Third, a priori distinctions made in the present study between standard/biobehavioral, psychosocial, socioeconomic, and environmental factors may ignore other important dimensions and sources of cross-category overlap. For example, social determinants are likely to differ according to their timing and duration, with features such as education and experiences with discrimination exerting a cumulative effect on CVD risk over a lifetime as compared to more proximal features (e.g., stress levels, current neighborhood violence, depressive symptoms) that influence CVD risk factors on a day-to-day basis. It is also unclear whether and to what extent correlations among input features can influence accuracy and measures of feature importance in Neural Network models. Standard/biobehavioral factors such as physical activity and diet are likely to be correlated with environmental features such as walkability and density of favorable food stores, respectively. In addition, the environmental factors included identical resource measures that differed only by spatial function (i.e., simple or kernel density) and/or area (i.e., ½ mile, 1 mile, or 3 mile radius) as well as resource measures that differed only slightly by content (e.g., food stores with and without alcohol). To our knowledge, potential problems with multicollinearity in Neural Network models–including the extent to which correlations among inputs influence non-linear activation functions and advanced regularization methods—have yet to be evaluated. Notably, strong correlations among similar variables in the present study (e.g., current smoker and history of smoking) did not prevent them from emerging simultaneously as important features in SHAP analyses.

Fourth, it should be noted that DNN models typically require large datasets to be trained effectively. Therefore, given the relatively small size of the dataset, the DNN model may not outperform less complex models such as CPH or RSF. This could be a plausible reason why the addition of SDOH did not improve the predictive accuracy of our model, despite being among the top predictors of the first CVD event.
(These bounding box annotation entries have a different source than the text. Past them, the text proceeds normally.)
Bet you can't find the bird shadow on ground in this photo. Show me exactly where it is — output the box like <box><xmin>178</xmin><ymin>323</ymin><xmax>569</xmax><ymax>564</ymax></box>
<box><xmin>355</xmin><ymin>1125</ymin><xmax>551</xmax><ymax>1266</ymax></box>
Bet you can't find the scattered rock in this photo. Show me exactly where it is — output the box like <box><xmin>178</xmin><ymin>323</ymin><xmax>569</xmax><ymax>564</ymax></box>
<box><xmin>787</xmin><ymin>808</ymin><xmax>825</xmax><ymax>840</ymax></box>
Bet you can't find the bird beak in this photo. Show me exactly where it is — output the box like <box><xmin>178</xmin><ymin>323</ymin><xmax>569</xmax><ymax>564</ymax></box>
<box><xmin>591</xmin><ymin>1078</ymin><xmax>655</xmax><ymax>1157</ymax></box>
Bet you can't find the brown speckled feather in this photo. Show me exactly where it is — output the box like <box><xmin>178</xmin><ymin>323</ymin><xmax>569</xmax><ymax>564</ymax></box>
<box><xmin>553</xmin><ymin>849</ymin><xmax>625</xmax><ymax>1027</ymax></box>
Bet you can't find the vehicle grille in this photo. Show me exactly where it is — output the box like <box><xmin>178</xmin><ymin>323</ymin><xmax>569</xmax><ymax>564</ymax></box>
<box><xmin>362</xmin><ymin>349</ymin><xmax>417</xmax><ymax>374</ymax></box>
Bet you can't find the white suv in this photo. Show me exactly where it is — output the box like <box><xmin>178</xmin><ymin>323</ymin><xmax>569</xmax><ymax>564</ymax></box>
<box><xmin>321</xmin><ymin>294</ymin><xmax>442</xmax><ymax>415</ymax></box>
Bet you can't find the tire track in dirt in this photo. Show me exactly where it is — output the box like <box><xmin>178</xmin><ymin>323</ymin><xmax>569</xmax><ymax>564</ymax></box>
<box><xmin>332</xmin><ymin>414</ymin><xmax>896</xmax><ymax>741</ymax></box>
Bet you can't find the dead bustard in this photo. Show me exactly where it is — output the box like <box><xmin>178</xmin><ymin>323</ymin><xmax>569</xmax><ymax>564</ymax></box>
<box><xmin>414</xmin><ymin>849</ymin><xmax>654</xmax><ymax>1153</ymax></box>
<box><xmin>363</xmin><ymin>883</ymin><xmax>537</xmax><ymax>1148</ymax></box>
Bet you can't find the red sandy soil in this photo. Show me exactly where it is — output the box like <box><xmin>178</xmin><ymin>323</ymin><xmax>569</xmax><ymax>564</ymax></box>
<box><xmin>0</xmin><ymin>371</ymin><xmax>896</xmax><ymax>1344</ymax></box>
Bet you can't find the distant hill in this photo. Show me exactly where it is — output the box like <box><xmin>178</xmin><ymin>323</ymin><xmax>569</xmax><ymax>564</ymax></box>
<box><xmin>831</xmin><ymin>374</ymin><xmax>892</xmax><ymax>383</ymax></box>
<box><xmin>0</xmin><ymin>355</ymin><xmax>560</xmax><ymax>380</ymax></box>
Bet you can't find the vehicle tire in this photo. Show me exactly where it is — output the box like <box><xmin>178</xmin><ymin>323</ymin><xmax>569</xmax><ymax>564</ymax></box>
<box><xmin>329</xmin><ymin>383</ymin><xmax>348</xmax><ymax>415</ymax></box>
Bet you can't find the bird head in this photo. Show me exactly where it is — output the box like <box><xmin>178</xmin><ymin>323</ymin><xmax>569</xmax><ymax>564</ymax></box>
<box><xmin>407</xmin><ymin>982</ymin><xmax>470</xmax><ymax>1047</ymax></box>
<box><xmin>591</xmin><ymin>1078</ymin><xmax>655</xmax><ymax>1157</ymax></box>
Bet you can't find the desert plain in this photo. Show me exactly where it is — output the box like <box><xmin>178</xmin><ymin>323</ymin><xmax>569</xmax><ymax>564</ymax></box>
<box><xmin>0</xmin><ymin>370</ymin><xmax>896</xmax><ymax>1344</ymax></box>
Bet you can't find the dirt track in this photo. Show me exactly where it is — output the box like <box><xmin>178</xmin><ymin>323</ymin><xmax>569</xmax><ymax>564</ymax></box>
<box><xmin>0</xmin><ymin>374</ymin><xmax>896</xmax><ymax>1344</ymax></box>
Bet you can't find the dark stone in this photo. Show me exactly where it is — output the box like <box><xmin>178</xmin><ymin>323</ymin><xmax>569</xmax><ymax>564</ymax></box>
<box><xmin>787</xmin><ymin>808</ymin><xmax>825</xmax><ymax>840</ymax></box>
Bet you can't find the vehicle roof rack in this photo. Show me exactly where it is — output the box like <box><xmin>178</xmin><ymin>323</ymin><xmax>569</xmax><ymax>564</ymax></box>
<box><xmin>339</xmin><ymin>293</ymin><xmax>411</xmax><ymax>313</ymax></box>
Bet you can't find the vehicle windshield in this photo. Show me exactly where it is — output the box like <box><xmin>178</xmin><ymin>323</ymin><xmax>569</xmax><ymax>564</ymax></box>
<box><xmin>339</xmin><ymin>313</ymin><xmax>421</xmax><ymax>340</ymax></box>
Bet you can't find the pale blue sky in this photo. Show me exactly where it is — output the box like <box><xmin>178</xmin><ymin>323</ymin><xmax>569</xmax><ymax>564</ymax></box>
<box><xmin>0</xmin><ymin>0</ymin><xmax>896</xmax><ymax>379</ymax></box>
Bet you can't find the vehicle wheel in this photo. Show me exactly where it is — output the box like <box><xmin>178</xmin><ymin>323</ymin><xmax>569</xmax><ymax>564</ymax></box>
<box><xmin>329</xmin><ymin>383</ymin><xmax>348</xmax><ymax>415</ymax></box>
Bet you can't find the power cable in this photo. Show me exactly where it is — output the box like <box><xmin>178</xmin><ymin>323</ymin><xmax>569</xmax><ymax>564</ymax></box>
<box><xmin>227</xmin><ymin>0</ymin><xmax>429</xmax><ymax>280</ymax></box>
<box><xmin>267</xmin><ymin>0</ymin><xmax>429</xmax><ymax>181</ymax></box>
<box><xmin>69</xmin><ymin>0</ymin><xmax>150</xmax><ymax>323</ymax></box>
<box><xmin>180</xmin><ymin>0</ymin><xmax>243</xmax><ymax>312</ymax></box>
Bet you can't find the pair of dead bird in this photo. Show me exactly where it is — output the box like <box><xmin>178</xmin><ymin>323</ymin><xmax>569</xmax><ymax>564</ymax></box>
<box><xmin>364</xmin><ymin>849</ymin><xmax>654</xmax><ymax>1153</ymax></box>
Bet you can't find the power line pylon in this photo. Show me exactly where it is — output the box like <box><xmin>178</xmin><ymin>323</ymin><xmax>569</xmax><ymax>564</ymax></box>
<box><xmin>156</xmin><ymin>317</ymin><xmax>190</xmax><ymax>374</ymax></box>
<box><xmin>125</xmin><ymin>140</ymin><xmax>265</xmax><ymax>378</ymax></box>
Another possible explanation is that SDOH may not have a significant impact on predicting first CVD event beyond the predictive contribution of other risk factors. We hypothesize that this may be due to the complex and multifactorial nature of CVD risk. Finally, it is possible that the attainable accuracy for the provided dataset has been reached. In this regard, we acknowledge that the accuracy we achieved is similar to other studies utilizing full cohort [83].

The present findings have important implications for efforts to prevent the onset of CVD. First, more upstream SDOH are unlikely to improve accuracy of ML models that seek to distinguish NHB adults in terms of their risk for first CVD events over a 10-year follow-up period. While it is possible that assessing the cumulative impact of sociopolitical and economic factors on CVD risk at higher levels of the social ecology would improve predictive accuracy over a longer time frame, our results suggest that careful assessment of SDOH may not yield dividends for more immediate risk stratification over and above standard/biobehavioral measures. Second, our results suggest that identifying connections between upstream (e.g., neighborhood resources for physical activity) and midstream (e.g., stress levels) determinants [81] could prove useful for primary prevention of CVD. Neighborhoods identified as having higher rates of upstream social determinants of CVD risk could be prioritized for delivery of preventive interventions. Neighborhood features identified as important for incident CVD prediction could then be targeted by policy and community-level interventions to facilitate changes in–and remove barriers to—individual health and wellness behaviors.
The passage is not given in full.